Quedan prácticamente cuatro semanas para que concluya el año y las alarmas que se han encendido con respecto a la desaceleración que seguirá experimentando la economía en 2025 no dejan de encenderse. Los primeros datos oportunos para indicadores mensuales del cuarto trimestre continúan mostrando que la economía mexicana cerrará el año con un crecimiento cercano al 1.5 por ciento anual.
Si 2024 efectivamente concluye su crecimiento alrededor de dicha cifra, lo que sabremos a finales de enero del próximo año, los riesgos de una recesión moderada en 2025 comenzarán a hacerse más latentes. Sabemos que los cambios de administración a nivel federal conllevan una desaceleración de la tasa de crecimiento anual de al menos dos puntos porcentuales y de tres puntos porcentuales en promedio.
Bajo esa premisa, si el patrón que hemos visto en los cambios de sexenio de este siglo se mantiene, la tasa de crecimiento para 2025 podría oscilar entre -0.5 por ciento y -1.5 por ciento anual. De hecho, si contemplamos el balance de riesgos para el crecimiento, son más los elementos que implican riesgos a la baja que los pocos que sobresalen al alza. Por ello, la pregunta que permanece es, después de conocer los recortes que implementará al gasto público el próximo año, si será posible encontrar espacio para una estrategia de impulso contracíclico.
La duda es relevante porque, en medio de los riesgos a la baja para el crecimiento, hay dos que podrían modificar la dirección del panorama. El primero es el diseño de una política industrial planeada y ejecutada desde la Federación que permita fortalecer las cadenas de proveeduría locales y abatir los riesgos de suministro de insumos clave en la producción, como agua y energía. El segundo es la ejecución de una política de fortalecimiento de las capacidades de las ciudades para dinamizar el crecimiento.
Uno de los elementos que se haya en la intersección de ambos conjuntos de estrategias es la política fiscal. Esto se logra por la combinación de cuatro factores: a) gestión responsable de las finanzas públicas que transmita confianza entre empresas y hogares; b) manejo proactivo de la deuda pública que logre contener la transmisión de los riesgos institucionales a los costos de financiamiento; c) asignación presupuestaria para la promoción de la inversión y el gasto en capital; y d) la adopción de un marco tributario organizado con incentivos para promover la rentabilidad de las empresas.

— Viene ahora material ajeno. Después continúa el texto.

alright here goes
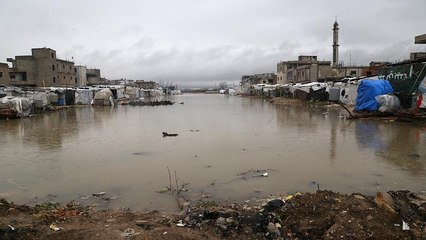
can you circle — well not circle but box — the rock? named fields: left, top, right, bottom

Aunque en principio existen elementos para dudar que el Paquete Económico para el próximo año cumpla con estas cuatro funciones de forma integral, lo cierto es que hay diferentes aspectos que sí se podrían alienar con dichos objetivos. El diagnóstico que hace el Instituto Mexicano para la Competitividad (IMCO) de las ciudades a través del Índice de Competitividad Urbana 2024 nos ayuda a entender de qué forma.
Entre las ciudades que ocupan los primeros lugares en competitividad en nuestro país destacan los resultados balanceados en tres aspectos cruciales: seguridad pública, condiciones laborales y desarrollo económico. El éxito en materia de competitividad no se explica por avances en una sola dirección, sino por una mejora multidimensional, lo que muestra que el diseño de políticas públicas debe atender de forma simultánea estos retos.

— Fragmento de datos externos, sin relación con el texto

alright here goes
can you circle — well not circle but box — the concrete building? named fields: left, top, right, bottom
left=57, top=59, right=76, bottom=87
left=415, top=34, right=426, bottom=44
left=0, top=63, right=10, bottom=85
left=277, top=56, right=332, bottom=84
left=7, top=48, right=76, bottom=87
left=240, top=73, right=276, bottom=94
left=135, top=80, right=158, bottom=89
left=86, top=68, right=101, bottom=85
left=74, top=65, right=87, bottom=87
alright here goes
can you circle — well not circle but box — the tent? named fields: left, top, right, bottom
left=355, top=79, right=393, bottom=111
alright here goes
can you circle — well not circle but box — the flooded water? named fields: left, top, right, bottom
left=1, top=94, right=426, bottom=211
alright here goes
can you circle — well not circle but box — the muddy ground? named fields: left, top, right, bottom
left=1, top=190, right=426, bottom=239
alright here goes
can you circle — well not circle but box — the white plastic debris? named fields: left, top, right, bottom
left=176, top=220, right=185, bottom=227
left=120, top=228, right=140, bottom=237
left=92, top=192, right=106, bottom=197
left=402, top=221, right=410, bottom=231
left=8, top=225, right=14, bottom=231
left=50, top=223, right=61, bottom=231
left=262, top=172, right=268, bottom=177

La competitividad urbana va de la mano de condiciones que fomentan la formalidad de la ocupación de las personas, en ambientes donde la incidencia de delitos, como homicidios, es relativamente menor y las economías están más diversificadas, esto es, existe un mayor número de sectores que contribuyen a la generación de valor de las zonas metropolitanas.

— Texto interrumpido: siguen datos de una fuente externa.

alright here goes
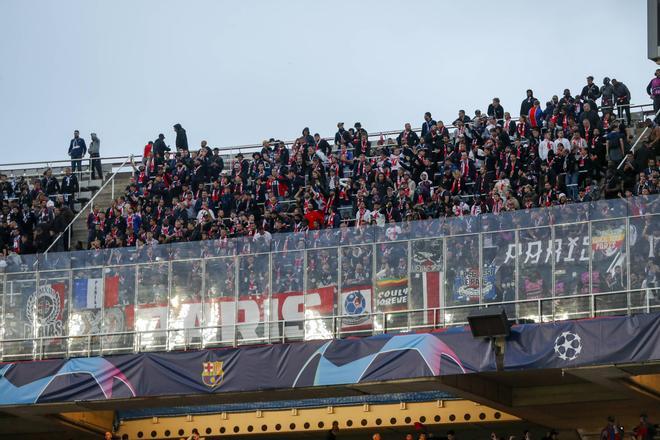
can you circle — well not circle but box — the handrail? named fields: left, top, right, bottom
left=42, top=155, right=132, bottom=256
left=0, top=155, right=137, bottom=170
left=616, top=106, right=660, bottom=170
left=0, top=103, right=654, bottom=171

Si uno de los objetivos de la nueva administración se enfoca en promover la creación de polos de desarrollo para explotar las vocaciones productivas de las diferentes regiones del país, el diagnóstico desde un balance amplio de las ventajas competitivas de las ciudades resulta indispensable. Es ahí donde la política fiscal, aún desde sus límites, puede encontrar enormes posibilidades para contribuir al crecimiento del país, no solo desde la ejecución del gasto público sino, sobre todo, desde la promoción de un clima de certidumbre que favorezca una perspectiva de planeación a largo plazo y, por qué no, también desde cierto impulso al crecimiento en el corto plazo.
El autor es Director de analítica de datos del IMCO y profesor de macroeconomía del ITAM.